Distemper is a virus that’s common across the globe, which means dogs from literally anywhere could potentially be infected and transmit the disease.
“Distemper does exist in the U.S.,” Dr. Bustamante said, “but it's a lot more common in other countries. And we tend to forget that lots of people import dogs into the U.S. … So, people think that their dog will never be in contact with an unvaccinated dog, and that's not true.”
Distemper affects dogs who aren’t fully vaccinated, which includes pups who have never had a single shot as well as those who are only partially vaccinated and haven’t received every dose they need.
“Some people think that just because their puppy has received a vaccine, [it] means that their puppy is protected,” Dr. Bustamante said. “You'd have to confirm with your veterinarian [that] your puppy's vaccines are complete.”

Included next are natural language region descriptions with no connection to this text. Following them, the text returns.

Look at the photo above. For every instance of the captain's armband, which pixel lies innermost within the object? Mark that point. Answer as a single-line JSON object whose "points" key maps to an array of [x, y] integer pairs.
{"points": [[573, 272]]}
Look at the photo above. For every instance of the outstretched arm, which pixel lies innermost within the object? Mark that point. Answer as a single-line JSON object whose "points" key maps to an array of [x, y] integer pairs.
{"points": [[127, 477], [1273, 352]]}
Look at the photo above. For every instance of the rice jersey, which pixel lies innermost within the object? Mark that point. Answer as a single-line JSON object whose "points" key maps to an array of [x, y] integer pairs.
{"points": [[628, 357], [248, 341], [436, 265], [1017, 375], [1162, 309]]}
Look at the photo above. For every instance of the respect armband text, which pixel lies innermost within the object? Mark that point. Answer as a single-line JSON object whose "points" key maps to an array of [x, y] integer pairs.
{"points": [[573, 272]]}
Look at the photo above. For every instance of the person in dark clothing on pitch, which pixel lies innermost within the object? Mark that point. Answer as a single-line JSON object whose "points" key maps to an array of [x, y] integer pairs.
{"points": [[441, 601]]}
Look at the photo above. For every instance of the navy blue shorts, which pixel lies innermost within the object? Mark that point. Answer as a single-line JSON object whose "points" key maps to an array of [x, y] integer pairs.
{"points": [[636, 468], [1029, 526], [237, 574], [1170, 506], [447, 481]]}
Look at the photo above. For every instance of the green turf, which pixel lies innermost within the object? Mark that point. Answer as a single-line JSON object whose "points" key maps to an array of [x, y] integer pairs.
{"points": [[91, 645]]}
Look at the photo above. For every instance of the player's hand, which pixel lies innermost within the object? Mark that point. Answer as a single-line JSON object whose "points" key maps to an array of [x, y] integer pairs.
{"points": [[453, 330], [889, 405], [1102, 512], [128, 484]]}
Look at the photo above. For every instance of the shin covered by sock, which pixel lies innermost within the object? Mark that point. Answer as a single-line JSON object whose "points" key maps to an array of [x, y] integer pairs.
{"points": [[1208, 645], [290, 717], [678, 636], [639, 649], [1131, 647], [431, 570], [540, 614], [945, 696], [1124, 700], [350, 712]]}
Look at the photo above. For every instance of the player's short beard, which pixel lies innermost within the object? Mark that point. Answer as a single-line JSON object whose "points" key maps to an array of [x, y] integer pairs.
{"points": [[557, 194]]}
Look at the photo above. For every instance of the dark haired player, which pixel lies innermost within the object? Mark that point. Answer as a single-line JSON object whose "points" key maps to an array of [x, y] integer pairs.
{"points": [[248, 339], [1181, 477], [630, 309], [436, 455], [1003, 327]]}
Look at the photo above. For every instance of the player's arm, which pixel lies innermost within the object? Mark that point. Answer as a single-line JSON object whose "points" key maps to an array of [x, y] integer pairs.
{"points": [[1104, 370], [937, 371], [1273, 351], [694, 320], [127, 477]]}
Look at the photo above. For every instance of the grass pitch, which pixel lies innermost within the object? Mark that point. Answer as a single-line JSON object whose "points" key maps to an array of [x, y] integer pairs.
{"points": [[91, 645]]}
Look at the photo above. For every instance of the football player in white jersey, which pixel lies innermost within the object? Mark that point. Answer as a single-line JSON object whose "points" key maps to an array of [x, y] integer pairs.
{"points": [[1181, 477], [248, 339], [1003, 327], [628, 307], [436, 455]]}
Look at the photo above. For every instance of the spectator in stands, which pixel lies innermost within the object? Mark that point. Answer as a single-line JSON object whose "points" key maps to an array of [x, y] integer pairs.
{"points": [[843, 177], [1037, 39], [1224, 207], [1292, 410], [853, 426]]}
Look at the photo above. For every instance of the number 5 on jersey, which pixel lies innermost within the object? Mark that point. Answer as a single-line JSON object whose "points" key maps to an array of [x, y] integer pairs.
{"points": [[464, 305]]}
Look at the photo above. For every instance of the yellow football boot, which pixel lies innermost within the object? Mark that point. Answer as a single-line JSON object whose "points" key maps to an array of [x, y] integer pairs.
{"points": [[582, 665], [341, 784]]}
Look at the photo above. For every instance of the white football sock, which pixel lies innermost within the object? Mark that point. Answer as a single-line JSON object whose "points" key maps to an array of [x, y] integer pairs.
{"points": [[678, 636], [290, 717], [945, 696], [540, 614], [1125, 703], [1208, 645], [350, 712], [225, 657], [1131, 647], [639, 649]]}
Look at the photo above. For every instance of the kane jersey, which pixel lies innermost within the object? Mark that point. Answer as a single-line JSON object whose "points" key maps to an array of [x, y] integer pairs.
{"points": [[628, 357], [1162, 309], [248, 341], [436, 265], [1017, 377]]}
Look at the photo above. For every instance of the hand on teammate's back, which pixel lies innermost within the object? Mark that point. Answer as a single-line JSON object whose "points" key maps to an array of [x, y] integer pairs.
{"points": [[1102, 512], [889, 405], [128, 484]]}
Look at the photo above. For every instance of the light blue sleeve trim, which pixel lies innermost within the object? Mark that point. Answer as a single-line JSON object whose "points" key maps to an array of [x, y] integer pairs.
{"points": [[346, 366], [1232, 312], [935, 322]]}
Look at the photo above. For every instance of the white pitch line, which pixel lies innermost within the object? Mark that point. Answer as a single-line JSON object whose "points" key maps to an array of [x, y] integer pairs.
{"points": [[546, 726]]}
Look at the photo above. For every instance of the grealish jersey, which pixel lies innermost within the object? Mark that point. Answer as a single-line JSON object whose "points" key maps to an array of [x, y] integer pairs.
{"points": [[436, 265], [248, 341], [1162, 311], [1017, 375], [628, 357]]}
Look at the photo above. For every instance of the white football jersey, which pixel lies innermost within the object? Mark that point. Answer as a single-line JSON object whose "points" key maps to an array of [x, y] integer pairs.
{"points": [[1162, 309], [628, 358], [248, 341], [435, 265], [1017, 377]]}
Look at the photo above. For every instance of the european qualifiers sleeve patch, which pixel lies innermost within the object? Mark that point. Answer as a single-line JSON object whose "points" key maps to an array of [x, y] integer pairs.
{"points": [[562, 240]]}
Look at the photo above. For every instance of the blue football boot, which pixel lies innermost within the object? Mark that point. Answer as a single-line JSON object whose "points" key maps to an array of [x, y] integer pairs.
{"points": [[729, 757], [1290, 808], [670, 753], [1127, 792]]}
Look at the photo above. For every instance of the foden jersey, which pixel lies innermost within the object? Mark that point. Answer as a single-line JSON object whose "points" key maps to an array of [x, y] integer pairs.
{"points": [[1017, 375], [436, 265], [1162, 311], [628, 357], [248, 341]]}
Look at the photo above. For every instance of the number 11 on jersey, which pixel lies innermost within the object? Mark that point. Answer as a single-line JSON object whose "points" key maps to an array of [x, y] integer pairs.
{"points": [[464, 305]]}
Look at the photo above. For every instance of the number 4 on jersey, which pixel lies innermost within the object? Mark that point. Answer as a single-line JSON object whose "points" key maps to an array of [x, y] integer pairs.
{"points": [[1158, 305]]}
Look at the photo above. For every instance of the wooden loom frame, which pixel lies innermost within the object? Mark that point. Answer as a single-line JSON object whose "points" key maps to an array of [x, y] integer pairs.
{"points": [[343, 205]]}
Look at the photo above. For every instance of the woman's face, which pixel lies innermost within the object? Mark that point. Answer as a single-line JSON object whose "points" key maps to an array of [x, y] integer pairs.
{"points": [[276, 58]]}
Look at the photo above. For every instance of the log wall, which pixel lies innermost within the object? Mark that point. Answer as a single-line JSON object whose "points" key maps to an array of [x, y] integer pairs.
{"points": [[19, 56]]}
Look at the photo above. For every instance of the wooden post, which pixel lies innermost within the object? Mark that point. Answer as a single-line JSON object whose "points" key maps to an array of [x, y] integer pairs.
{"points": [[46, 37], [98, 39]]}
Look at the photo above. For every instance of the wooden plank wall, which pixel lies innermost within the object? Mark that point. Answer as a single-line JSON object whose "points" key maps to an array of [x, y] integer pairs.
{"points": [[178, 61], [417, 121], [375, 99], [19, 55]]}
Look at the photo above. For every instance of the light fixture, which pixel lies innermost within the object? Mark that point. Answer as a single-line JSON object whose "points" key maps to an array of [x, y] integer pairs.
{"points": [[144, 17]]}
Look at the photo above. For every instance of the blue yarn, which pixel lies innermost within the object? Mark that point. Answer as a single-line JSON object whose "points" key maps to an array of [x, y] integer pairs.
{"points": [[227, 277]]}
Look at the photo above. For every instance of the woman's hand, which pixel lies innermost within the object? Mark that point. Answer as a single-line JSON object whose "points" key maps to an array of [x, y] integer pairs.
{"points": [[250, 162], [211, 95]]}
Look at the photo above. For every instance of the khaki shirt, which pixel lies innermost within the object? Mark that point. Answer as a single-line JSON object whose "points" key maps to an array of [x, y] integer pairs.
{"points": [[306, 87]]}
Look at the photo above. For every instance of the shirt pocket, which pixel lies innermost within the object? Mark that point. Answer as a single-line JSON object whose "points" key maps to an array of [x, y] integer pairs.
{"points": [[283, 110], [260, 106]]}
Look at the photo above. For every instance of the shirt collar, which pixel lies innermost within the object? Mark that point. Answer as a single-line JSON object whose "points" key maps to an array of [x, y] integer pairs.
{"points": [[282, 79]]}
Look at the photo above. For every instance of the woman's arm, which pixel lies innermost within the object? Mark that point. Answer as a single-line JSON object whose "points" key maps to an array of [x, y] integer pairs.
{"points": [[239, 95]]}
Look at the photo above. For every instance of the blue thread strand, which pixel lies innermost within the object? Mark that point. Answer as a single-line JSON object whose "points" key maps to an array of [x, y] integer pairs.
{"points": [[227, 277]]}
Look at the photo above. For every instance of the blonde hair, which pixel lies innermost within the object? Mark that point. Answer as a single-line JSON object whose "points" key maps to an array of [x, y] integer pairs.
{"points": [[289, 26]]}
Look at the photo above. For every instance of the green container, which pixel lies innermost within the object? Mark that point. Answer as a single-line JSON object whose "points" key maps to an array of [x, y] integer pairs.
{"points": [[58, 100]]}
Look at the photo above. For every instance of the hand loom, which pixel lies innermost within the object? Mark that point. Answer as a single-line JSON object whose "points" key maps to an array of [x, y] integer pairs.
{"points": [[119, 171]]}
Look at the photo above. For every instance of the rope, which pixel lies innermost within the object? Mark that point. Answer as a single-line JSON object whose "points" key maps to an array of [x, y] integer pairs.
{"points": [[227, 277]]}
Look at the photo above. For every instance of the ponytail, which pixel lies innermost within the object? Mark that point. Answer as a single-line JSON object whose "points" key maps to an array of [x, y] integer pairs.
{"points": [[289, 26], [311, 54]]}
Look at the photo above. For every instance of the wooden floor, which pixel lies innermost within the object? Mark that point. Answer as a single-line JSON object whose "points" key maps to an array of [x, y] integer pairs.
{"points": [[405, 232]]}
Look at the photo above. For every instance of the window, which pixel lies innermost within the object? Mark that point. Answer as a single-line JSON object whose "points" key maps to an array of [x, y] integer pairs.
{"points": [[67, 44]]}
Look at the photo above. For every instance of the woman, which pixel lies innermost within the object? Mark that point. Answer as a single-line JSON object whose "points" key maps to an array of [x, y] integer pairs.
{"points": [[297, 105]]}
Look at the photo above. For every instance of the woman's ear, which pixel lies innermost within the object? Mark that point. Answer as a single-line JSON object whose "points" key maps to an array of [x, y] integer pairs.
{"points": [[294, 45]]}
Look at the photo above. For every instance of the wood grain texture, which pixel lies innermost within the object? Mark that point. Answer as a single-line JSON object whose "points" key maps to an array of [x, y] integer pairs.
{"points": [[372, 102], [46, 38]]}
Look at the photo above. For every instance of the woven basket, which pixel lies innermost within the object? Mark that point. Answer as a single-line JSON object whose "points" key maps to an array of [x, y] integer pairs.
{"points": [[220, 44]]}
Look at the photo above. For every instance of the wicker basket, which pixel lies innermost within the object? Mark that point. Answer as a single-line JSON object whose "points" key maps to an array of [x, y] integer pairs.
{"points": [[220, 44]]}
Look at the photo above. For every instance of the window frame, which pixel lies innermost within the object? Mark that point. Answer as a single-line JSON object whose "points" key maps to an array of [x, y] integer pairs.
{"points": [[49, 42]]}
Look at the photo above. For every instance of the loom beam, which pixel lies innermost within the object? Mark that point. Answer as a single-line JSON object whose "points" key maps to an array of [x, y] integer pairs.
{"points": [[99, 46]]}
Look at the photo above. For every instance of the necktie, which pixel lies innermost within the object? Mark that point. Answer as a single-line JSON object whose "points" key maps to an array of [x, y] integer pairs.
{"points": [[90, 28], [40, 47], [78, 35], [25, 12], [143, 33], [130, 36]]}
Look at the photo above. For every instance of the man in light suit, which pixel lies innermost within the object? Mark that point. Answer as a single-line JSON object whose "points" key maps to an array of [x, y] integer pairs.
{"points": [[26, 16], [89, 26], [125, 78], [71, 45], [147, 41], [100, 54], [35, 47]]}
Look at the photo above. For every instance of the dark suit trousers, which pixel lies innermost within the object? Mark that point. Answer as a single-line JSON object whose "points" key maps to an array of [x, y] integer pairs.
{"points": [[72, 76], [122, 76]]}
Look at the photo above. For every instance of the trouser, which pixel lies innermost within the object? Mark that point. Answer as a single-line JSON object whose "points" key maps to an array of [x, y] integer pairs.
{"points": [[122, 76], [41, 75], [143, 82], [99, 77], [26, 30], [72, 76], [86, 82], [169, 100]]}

The distemper vaccine for dogs is the best — and really only — way to effectively prevent your dog from getting super sick with the virus, especially since it’s so easy to get and spread.
How many distemper shots does a puppy need?
“Then they start getting it from 6 weeks old, every two to four weeks, up until they're 16 weeks old,” Dr. Bustamante said.
Making sure your dog is fully vaccinated against the virus is so important. And the only way that can happen is if he’s getting absolutely every dose of the distemper vaccine he needs.
“I feel that most of the puppies I've seen infected with viruses, even if they've received one dose, it's because owners thought that they were protected and they didn't know that they were still missing [doses],” Dr. Bustamante said.
Dogs of any age can get the distemper vaccine, but it’s best to start the process in 6-week-old puppies.
“Prior to 6 weeks old, vaccines in puppies are not as effective because they interfere with the immunity that their mom gives them [through her milk],” Dr. Bustamante said.
According to Dr. Bustamante, your dog is supposed to get another injection when he’s a year old. From there, he’ll get boosters every so often.
“Depending on where you are, sometimes it's every three years after,” Dr. Bustamante said.
If you aren’t sure whether or not your pup has been fully vaccinated, your vet should be able to help you figure it out.
“Whenever you go to your vet ... bring all the vaccine records because your vet will see when your puppy was vaccinated, and then will tell you when else your puppy needs future vaccines,” Dr. Bustamantee said.
How much does the canine distemper vaccine cost?
The price of the distemper vaccine for dogs is going to vary depending on where you go; it might only cost the price of the shot, the cost might include the standard fee for an office visit with your vet or it might cost nothing at all.
“It averages around $30,” Dr. Bustamante said. “But you can get them free at some shelters. Some shelters will vaccinate them basically for free or for, like, $5 or something like that.”
But keep in mind this doesn’t include the cost of the vet visit, which can bump up the price tag.
Side effects of the distemper vaccine for dogs
You’ll be happy to know that side effects really don’t happen very often with the distemper vaccine.
“Vaccine reactions are rare, very rare,” Dr. Bustamante said. “I give hundreds of vaccines in a month, and I ... see maybe three vaccine reactions or four vaccine reactions a year.”
If dogs do experience side effects of the distemper vaccine, they’re going to be incredibly mild. Common (yet rare) side effects include:
- Mild face swelling
- Soreness at injection site
More serious reactions are even rarer occurrences.
If your pup does end up experiencing side effects of the distemper vaccine, that just means you need to take preventative measures before getting any other shots, since it’s likely they could also cause a similar reaction in your dog.
“Those pets do continue to get vaccines, but they need to get special allergy medications before getting them,” Dr. Bustamante.
But you shouldn’t let possible side effects keep your dog from receiving the distemper vaccine.
“It's a safe vaccine that can prevent your dog from dying,” Dr. Bustamante said. “It’s a cheap and safe way to protect your dog.”